Great Books: The “Comeback Kid” of Higher Education?

In the right settings, students embrace classic texts.

By Jane Shaw

April 11, 2008

In academia today, Shakespeare has given way to feminist theory, while Plato has been reduced to a paraphrase and the Aeneid to a footnote. But a few scholars and teachers still love Great Books.

About three hundred of these enthusiasts gathered at the annual meeting of the Association of Core Texts and Courses (ACTC) this month in Plymouth, Massachusett. They talked about such classics as Homer’s Iliad, Plato’s Symposium, and Boethius’ Consolation of Philosophy—and how to teach them to today’s students.

They ranged from graduate students and young assistant professors to famed experts such as keynote speaker Theodore de Bary, the Columbia University guru of Eastern classics who is now approaching age 90. They represented community colleges, honors colleges, residential communities, core curriculum programs (especially at Catholic colleges), and even master’s programs.

By teaching the works of “dead white males,” they are resisting the trends engulfing the humanities today—even though they incorporate modern works and non-Western classics as well.

What keeps them at the task, perhaps, is not just their love of literature but evidence that these old books can grab the attention of today’s students—those earbud-wearing, intellectually indifferent teenagers who are often academically unprepared for college. The following example from the meeting illustrates how.

Marcia Smith Marzec, an English professor at the University of St. Francis, a Catholic school in Joliet, Illinois, discussed changes in the “core curriculum” course she and her colleagues teach to sophomores.

Initially, this class introduced “classic western thought” through a series of excerpts from an anthology. Three weeks on Greek culture, for example, included selections from Homer, Aeschylus, Herodotus, and at least four others.

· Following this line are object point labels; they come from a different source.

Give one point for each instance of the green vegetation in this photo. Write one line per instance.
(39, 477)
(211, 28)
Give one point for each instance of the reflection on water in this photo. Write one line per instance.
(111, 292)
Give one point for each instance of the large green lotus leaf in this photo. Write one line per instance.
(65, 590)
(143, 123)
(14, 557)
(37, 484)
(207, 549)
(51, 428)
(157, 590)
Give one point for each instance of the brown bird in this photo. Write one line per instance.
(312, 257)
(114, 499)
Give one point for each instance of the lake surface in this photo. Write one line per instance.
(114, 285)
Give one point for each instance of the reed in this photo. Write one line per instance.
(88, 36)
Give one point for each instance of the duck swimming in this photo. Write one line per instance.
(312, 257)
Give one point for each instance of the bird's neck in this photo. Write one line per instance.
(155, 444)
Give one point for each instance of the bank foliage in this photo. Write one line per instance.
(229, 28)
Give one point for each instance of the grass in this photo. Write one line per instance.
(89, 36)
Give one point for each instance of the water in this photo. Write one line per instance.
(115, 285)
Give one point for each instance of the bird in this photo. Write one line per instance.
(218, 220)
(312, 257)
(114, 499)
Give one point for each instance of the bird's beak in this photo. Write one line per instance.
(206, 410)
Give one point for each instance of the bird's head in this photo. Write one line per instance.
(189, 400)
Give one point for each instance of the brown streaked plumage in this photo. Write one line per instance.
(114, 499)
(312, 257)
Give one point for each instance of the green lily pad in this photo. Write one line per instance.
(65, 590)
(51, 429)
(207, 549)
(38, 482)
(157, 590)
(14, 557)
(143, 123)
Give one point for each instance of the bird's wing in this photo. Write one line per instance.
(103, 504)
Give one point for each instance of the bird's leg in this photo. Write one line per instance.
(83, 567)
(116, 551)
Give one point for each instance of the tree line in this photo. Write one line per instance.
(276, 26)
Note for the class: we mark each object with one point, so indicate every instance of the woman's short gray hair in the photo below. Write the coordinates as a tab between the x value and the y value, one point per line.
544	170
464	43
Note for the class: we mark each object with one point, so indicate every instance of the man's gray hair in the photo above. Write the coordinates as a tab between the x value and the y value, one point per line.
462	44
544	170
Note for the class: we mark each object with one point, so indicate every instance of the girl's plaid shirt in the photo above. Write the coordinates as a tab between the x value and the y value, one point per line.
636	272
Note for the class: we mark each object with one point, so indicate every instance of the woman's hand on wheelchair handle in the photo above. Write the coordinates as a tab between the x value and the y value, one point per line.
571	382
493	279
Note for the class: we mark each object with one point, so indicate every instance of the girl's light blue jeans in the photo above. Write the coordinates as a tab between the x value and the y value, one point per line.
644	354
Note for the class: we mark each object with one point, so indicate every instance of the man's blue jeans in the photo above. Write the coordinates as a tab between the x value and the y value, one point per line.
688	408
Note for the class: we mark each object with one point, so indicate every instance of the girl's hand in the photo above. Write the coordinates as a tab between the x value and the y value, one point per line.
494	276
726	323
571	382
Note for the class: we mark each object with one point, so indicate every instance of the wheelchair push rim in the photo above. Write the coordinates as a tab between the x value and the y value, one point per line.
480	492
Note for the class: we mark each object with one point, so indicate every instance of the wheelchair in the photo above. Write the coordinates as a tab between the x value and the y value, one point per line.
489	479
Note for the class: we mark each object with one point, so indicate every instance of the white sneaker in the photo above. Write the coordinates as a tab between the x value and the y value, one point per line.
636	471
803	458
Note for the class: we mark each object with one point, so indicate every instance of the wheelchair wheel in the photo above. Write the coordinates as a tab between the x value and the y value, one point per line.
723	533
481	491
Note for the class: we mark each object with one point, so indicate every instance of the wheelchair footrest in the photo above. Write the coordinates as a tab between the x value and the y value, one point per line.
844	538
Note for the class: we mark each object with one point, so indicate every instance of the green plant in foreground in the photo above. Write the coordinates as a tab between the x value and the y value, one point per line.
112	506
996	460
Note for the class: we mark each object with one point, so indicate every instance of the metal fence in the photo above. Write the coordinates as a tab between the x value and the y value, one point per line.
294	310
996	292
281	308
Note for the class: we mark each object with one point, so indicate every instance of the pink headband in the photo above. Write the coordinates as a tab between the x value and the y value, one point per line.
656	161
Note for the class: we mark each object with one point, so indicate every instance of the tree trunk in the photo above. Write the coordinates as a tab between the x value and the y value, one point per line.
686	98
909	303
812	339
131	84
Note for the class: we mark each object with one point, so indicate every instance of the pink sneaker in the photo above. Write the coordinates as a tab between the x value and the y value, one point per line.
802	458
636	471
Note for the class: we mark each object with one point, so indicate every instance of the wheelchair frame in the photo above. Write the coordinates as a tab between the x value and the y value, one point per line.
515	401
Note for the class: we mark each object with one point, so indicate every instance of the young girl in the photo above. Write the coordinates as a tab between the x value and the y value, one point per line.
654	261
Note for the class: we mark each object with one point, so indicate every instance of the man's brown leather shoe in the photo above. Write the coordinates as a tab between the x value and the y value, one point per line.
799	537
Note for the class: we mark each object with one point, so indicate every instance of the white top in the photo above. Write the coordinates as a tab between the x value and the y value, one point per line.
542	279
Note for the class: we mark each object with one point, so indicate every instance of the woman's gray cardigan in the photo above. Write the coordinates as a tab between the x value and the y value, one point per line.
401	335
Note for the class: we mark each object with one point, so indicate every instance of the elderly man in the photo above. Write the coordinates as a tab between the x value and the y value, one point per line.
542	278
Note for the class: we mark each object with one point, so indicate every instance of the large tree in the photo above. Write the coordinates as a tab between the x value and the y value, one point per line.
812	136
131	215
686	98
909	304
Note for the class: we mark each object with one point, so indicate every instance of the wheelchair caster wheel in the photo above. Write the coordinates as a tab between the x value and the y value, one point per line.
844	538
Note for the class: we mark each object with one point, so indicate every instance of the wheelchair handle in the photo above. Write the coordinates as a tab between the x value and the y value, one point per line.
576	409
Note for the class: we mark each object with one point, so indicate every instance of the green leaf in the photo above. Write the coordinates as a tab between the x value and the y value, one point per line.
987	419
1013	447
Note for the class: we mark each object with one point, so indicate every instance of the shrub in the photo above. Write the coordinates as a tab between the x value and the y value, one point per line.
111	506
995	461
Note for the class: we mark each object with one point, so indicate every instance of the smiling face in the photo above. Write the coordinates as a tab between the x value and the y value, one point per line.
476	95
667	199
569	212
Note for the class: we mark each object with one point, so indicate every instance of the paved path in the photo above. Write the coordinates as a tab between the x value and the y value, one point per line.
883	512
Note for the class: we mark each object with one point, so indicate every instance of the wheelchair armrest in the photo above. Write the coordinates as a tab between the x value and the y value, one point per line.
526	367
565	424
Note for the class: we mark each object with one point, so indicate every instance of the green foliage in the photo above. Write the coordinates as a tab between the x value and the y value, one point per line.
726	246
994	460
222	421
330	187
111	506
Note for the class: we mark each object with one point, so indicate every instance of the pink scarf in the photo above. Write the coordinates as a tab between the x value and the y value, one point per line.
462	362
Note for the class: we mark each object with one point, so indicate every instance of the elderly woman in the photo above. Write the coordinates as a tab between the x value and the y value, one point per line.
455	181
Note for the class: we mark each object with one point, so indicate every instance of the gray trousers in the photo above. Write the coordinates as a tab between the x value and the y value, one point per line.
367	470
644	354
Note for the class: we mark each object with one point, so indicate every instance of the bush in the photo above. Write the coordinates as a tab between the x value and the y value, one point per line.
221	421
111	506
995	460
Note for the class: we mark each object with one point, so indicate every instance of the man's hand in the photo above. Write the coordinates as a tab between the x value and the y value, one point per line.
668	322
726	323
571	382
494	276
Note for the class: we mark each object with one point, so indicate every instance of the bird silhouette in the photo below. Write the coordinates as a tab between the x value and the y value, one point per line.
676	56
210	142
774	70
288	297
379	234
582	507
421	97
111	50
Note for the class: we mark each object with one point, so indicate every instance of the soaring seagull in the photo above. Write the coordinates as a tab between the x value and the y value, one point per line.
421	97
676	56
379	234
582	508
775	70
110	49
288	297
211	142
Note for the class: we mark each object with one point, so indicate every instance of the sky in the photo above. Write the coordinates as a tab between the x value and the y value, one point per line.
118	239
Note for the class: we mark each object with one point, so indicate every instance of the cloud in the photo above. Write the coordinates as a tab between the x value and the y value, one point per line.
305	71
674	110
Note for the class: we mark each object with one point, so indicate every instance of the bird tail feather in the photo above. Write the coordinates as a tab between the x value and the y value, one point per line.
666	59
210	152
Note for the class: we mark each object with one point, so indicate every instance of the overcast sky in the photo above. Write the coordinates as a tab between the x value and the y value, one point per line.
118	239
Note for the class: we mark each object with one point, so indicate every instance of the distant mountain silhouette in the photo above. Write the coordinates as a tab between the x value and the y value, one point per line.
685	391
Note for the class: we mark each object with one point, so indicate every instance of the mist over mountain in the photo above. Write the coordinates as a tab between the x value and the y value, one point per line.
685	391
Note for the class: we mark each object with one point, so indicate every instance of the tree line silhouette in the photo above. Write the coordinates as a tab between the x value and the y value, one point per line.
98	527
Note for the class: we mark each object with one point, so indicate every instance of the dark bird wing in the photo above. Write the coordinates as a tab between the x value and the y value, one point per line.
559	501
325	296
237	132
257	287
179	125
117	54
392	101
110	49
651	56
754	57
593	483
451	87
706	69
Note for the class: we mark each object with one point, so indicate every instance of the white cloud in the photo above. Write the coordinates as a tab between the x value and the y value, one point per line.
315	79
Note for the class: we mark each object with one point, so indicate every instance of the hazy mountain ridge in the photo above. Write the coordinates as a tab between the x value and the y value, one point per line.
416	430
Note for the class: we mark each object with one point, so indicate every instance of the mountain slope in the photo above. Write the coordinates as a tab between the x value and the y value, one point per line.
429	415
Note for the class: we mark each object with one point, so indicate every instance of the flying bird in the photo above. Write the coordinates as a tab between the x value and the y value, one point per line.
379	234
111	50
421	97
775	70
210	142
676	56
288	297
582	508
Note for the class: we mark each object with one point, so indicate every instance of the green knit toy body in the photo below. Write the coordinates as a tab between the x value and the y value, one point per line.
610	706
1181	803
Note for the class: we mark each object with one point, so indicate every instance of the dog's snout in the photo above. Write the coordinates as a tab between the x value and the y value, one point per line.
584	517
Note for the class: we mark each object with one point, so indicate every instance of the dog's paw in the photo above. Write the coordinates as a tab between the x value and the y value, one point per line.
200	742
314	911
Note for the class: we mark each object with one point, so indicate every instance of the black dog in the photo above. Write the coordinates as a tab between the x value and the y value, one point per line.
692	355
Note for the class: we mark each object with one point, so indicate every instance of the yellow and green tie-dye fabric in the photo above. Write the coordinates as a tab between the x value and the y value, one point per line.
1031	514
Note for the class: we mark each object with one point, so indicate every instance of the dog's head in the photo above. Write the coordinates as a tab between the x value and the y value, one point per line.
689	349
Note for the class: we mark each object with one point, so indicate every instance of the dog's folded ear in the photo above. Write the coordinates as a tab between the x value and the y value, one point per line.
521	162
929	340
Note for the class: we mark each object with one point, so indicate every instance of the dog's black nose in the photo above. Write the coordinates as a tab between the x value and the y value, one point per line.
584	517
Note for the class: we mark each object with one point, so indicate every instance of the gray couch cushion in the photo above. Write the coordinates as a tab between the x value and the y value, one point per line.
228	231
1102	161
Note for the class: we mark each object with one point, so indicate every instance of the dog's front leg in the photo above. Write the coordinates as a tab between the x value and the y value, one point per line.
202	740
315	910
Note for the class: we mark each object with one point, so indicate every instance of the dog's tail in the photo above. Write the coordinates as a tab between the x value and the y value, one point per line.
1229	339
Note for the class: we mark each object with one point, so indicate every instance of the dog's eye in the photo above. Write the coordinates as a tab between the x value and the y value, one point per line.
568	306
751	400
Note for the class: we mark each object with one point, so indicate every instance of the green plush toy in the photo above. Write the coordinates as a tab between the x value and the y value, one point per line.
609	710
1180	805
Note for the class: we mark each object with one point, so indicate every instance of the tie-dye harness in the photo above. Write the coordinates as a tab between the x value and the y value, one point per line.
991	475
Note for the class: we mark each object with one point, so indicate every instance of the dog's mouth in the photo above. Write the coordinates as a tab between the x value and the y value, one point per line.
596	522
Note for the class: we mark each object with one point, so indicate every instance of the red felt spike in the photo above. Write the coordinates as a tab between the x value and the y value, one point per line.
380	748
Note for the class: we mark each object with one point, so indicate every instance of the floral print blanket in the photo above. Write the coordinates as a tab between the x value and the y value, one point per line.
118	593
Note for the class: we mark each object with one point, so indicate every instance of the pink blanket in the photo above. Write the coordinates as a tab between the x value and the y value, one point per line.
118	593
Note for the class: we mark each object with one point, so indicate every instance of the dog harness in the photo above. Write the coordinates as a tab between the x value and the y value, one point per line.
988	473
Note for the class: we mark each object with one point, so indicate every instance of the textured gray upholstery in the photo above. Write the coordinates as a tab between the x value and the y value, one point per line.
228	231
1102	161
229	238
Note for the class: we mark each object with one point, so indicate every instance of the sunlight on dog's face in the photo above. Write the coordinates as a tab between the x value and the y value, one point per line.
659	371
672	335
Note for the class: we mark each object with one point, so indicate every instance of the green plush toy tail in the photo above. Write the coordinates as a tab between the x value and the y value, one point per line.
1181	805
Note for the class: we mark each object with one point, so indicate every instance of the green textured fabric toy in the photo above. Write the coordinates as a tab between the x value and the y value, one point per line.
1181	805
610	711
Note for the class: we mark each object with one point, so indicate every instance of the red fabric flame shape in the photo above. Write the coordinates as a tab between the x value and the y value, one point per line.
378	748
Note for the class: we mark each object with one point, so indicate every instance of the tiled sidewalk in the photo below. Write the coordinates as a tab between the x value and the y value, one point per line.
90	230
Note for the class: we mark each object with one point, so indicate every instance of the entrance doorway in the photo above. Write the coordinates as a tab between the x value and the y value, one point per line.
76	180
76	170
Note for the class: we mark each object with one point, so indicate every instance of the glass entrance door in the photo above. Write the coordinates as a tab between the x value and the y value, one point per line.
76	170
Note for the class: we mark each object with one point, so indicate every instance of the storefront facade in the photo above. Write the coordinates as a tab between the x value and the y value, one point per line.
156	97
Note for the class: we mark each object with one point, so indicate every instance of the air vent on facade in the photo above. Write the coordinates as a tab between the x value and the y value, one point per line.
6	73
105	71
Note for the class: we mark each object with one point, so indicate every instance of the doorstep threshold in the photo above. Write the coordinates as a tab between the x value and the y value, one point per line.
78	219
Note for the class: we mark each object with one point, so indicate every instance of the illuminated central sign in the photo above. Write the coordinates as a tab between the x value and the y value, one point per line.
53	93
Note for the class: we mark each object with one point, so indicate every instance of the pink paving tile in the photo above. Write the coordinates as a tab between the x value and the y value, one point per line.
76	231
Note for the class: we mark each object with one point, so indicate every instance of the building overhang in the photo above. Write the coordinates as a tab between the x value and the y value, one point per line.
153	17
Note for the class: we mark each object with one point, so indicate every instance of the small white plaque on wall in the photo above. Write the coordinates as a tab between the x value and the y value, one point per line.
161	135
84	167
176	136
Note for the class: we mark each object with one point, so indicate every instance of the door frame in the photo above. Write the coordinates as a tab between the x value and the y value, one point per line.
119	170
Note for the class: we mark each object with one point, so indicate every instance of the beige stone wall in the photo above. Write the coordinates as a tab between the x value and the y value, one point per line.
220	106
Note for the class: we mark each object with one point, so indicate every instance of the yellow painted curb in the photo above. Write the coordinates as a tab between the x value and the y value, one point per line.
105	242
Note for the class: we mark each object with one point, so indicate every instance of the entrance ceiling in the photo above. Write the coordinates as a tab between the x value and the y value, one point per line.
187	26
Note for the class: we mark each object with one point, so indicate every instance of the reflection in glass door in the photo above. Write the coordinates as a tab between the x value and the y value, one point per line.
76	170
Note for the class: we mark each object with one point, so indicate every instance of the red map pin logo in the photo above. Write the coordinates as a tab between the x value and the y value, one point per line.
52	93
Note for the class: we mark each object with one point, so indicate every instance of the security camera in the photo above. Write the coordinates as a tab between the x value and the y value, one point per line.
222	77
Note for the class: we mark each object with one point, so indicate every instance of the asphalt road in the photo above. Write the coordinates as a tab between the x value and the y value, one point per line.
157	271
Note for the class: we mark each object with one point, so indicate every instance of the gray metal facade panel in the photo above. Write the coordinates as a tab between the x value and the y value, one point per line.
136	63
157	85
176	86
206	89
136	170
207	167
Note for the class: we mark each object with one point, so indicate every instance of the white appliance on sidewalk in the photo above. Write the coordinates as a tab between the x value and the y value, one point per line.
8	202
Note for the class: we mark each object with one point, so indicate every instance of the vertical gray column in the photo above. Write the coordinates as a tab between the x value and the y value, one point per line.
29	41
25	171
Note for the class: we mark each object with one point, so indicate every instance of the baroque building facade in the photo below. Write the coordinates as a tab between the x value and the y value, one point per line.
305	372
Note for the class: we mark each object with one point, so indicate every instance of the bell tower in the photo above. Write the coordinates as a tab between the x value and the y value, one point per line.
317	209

But students hated the course. Evaluations were “abysmal,” said Marzec; the class was “boring” “confusing,” “disconnected,” and “too hard.”

So they redesigned it. They stopped reading excerpts and chose ten complete texts, ranging in time from the Sumerian Myth of Gilgamesh to Chaucer’s Troilus and Criseyde.

They organized these works around the theme of the “good life.” Instead of beginning the course with a classic, however, they asked the students to write informal essays on how they define happiness (after reading a short modern essay on the topic). Class discussion then introduced the issues that would dominate the course—“happiness, joy, free will, evil, and suffering,” as Marzec summarized them.

The class, said Marzec, became a “phenomenal success.” Complaints dried up. The students read as much or more as in the past class, but it was no longer too much or too hard. Their discussions related one work to another. The most popular book was the relatively obscure Consolation of Philosophy by Boethius, who wrote it in prison before his death. “I was on the wheel of fortune in my own life until we read Boethius and Chaucer,” wrote one student in an evaluation.

In other words, this redesigned course, relying on complete works, not snippets, and organized around a theme that connects with the interests of today’s teenagers, became a hit.

Other speakers at the ACTC meeting had uplifting stories, too. A professor from Norfolk State, a historically black college in Virginia, said that Francis Bacon’s “four idols” helped her students think about the idols misdirecting their lives. An honors program at Kentucky State, another historically black school, not only teaches liberal arts through Great Books but teaches mathematics and science using Euclid’s Elements and Newton’s Principia.

Villanova’s honors program uses popular evening lecturers to inspire students to discuss the texts outside the classroom as well as within it. And this is just the beginning: at several schools, faculty members are in the process of starting or rejuvenating a Great Books program.

Keep in mind, however, that studying core texts (a label presumably chosen to avoid the “dead white male” stigma attached to Great Books) does not necessarily mean honoring the Western origins of individualism, limited government, and freedom of conscience. Some faculty members want to undermine the heritage of the West (via Marx and Rousseau) rather than confirm it (via Adam Smith and David Hume). The former are popular; the latter largely ignored.

Indeed, a session on “Peering through a Veil to See Women” had what I thought was a silly paper comparing Jane Austen’s Mansfield Park and the Marquis de Sade’s Philosophy of the Boudoir (Austen was deemed to be more “revolutionary”). And I sat through a relentless, one-sided attack on John Milton for disparaging female-ness in Samson Agonistes.

But for the most part I was around people who love classics and who want their students to be in touch with them. As we at the Pope Center address the problem of the disengaged student, the insights of these very engaged faculty and their core text sources may offer more guidance than we initially expected.